Nigel Farage Resigns As MP, Stands Again In Clacton After Five Million Pound Gift
Key Takeaways
- Farage resigns as Clacton MP to trigger a by-election.
- Parliamentary standards probe into a £5m crypto gift to Farage.
- Farage plans to stand again in the same by-election.
Farage quits, triggers by-election
Nigel Farage resigned as a member of parliament and said he would stand again in a by-election in Clacton, after revelations about his financial backers and scrutiny of his funding.
Farage told reporters, "I’ve decided that the people of Clacton should be the judges of my actions," and said, "This will be a people vs the establishment by-election," as the contest was triggered by his resignation.

The parliamentary standards commission is investigating Farage for accepting five million pounds ($6.8m) from cryptocurrency billionaire Christopher Harborne, a gift Farage initially said would fund his private security.
The Sunday Times also reported that George Cottrell, 32, recruited and paid three staff to work on Farage’s social media before the 2024 general election and has continued to allow Farage to use a five-storey Georgian townhouse he rented near Buckingham Palace.
Farage said he has “done nothing wrong” and insisted, "I have not broken the law in any way at all. I have not misused public money," as he framed the move as a fight against “the establishment.”
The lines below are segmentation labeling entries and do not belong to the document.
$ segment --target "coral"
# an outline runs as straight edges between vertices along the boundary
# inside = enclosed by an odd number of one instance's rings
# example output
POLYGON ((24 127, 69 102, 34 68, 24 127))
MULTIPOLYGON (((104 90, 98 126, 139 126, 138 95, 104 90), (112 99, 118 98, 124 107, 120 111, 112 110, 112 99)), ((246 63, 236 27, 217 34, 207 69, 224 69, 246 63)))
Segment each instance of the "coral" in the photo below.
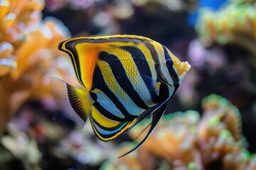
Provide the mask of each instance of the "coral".
POLYGON ((217 42, 242 47, 250 53, 252 64, 255 67, 256 9, 246 1, 233 1, 217 11, 201 9, 196 28, 206 46, 217 42))
POLYGON ((44 6, 43 0, 0 2, 0 132, 24 102, 50 96, 52 73, 68 71, 57 47, 70 33, 57 19, 42 20, 44 6))
MULTIPOLYGON (((238 109, 215 94, 203 99, 202 108, 202 118, 193 110, 164 115, 140 148, 106 162, 101 169, 255 169, 256 157, 246 149, 238 109)), ((132 137, 137 139, 149 123, 134 127, 132 137)), ((123 144, 114 157, 129 145, 134 144, 123 144)))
Boycotts and competing narratives
Britain’s main political parties panned Farage’s announcement and said they would boycott the by-election, with the governing Labour Party, the opposition Conservatives, the Liberal Democrats and the hard right Restore Britain all saying they would not stand candidates in Clacton.
Conservative leader Kemi Badenoch accused Farage of "having a hissy fit," calling the by-election "fake" and a "gimmick," while Labour said Farage was "engulfed in a sleaze scandal" and would not stand a candidate.

Ed Davey, leader of the Liberal Democrats, wrote on X that Farage has “spent his whole life dodging responsibility for his actions,” and Green Party head Zack Polanski called Farage a “grifter” who “pulled the trigger early.”
Rupert Lowe, a former Reform MP who formed Restore Britain after publicly breaking with Farage last year, said a by-election would "cost the taxpayer a fortune" and suggested Farage pay for it himself.
Farage said his resignation was fuelled by what he characterised as threats to his family’s “privacy and safety” since The Sunday Times report, and he said, "I am going to need security for the rest of my life."
Standards probes and policy fallout
Farage’s resignation and by-election plan intersect with ongoing parliamentary scrutiny, including a standards investigation into whether he failed to declare a £5 million gift from Christopher Harborne before entering parliament in 2024.
“London, United Kingdom – Far-right politician Nigel Farage is resigning as a member of parliament after revelations about his financial backers, triggering a by-election in which he plans to stand as a candidate”
The Nightly reported that Farage is being investigated by parliament’s standards watchdog over a five million pound ($A9.6 million) gift from a billionaire crypto investor and that it has yet to rule on the case.
The Nightly also said Farage told viewers that he had needed additional funds from supporters to pay for personal security and that he had given up a well-paid job decades ago to fight for the Brexit cause he believed in.
In a televised announcement, Farage said, "This will be a people versus the establishment by-election" and, "It’s a chance to stick two fingers up to the entire establishment," as he sought a fresh mandate before the investigations reach conclusions.
France 24 reported that if Farage is found to have committed a serious breach of parliamentary disclosure rules, he could be suspended from the House of Commons, and that a suspension of 10 days or more could trigger a recall petition, potentially forcing a by-election in his parliamentary seat.